I always thought “going to the poorhouse” was a strictly Southern expression — who knew it was a real thing?? Thanks for educating me today, Pat. I’m glad to see these structures being adapted for happier purposes today. Good that you were able to visit your son and his girlfriend in England, too — I know they were glad to host you! You’ve made some excellent points about poverty, and I’m right there on board — yes, those who have been given much should be willing to share some!
Debbie, I learned a lot too about poorhouses after my visit to see our son. Since it happened to be rainy and cold during our visit, it also make me realize how difficult times must have been in the past without heating or insulation in brick buildings.

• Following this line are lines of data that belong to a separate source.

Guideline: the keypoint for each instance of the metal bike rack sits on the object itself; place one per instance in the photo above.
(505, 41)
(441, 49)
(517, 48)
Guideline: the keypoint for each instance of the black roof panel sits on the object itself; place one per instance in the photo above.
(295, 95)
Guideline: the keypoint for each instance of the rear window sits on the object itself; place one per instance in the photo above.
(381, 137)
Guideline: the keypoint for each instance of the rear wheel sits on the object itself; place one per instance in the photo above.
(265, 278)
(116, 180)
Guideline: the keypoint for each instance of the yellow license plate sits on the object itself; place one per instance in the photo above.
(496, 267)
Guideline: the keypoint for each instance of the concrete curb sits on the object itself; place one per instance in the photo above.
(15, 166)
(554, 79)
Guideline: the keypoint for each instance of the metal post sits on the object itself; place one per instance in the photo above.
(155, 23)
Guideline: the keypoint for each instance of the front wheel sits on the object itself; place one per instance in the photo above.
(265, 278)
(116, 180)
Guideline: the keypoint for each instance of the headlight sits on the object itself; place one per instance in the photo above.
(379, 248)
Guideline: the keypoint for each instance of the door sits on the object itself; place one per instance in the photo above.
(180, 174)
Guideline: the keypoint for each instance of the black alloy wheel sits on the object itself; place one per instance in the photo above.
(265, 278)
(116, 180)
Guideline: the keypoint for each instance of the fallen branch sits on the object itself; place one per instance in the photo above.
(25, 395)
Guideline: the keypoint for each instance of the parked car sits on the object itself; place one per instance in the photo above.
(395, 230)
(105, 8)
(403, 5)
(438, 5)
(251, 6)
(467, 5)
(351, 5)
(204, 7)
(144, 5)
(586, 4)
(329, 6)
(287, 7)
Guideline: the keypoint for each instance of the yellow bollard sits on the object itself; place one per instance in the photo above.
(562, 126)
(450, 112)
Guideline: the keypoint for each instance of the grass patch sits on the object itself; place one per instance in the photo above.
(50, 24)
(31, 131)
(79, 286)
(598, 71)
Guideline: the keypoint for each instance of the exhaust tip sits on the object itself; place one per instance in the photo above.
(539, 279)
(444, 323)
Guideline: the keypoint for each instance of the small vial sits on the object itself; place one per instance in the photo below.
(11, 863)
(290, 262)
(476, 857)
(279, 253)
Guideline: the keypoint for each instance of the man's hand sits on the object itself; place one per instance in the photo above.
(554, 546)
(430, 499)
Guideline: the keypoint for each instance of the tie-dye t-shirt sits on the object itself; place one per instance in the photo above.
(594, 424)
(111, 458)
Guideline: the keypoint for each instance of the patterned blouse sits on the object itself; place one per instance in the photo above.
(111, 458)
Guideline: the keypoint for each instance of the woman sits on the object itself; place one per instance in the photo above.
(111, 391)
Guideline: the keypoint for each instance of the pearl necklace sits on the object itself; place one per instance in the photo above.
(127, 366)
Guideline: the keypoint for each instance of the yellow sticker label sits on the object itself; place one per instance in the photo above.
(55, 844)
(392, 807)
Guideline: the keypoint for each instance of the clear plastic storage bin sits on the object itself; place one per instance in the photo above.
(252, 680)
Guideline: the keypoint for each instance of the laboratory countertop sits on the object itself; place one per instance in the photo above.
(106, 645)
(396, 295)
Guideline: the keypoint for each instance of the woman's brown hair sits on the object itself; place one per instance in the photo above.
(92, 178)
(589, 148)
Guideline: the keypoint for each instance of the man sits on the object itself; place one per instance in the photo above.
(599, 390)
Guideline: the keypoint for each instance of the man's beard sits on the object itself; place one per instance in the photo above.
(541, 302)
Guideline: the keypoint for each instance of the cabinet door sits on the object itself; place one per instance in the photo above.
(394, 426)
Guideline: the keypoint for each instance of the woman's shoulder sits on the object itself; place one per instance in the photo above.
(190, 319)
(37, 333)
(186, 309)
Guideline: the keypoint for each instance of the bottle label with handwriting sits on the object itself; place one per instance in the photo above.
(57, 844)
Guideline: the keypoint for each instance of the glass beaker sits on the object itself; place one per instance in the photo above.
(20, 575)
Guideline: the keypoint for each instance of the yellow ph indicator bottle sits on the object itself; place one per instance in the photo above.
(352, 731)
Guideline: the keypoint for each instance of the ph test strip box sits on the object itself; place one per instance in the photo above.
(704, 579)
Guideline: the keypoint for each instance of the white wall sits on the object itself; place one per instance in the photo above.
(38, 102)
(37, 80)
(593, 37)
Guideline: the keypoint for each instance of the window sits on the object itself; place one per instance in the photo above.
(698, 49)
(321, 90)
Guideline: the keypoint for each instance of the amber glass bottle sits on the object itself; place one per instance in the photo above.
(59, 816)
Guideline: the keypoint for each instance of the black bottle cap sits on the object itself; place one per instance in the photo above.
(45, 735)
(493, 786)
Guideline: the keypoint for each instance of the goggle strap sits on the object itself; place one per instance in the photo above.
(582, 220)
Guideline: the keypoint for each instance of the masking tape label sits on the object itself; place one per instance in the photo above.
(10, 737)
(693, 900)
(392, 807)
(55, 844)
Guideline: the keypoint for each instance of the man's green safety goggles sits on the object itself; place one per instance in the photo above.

There is something about historic dwellings. We were lucky enough to stay at Fort Recovery Tortola, BVI-right next to the gun turret which the Pirate John Lafitte used to defend his land! The ghosts of such places…!
I can’t imagine ever staying in a place that had been a hospital though. Our city hospital is now luxury apartments! We always laugh, wondering who got the place with the big walk in fridge…that use to be the morgue… lol!
I often wonder about the stories the walls could tell of the historic old buildings. Every time the wind blew across the courtyard, I imagined hearing ghosts out to play in the night.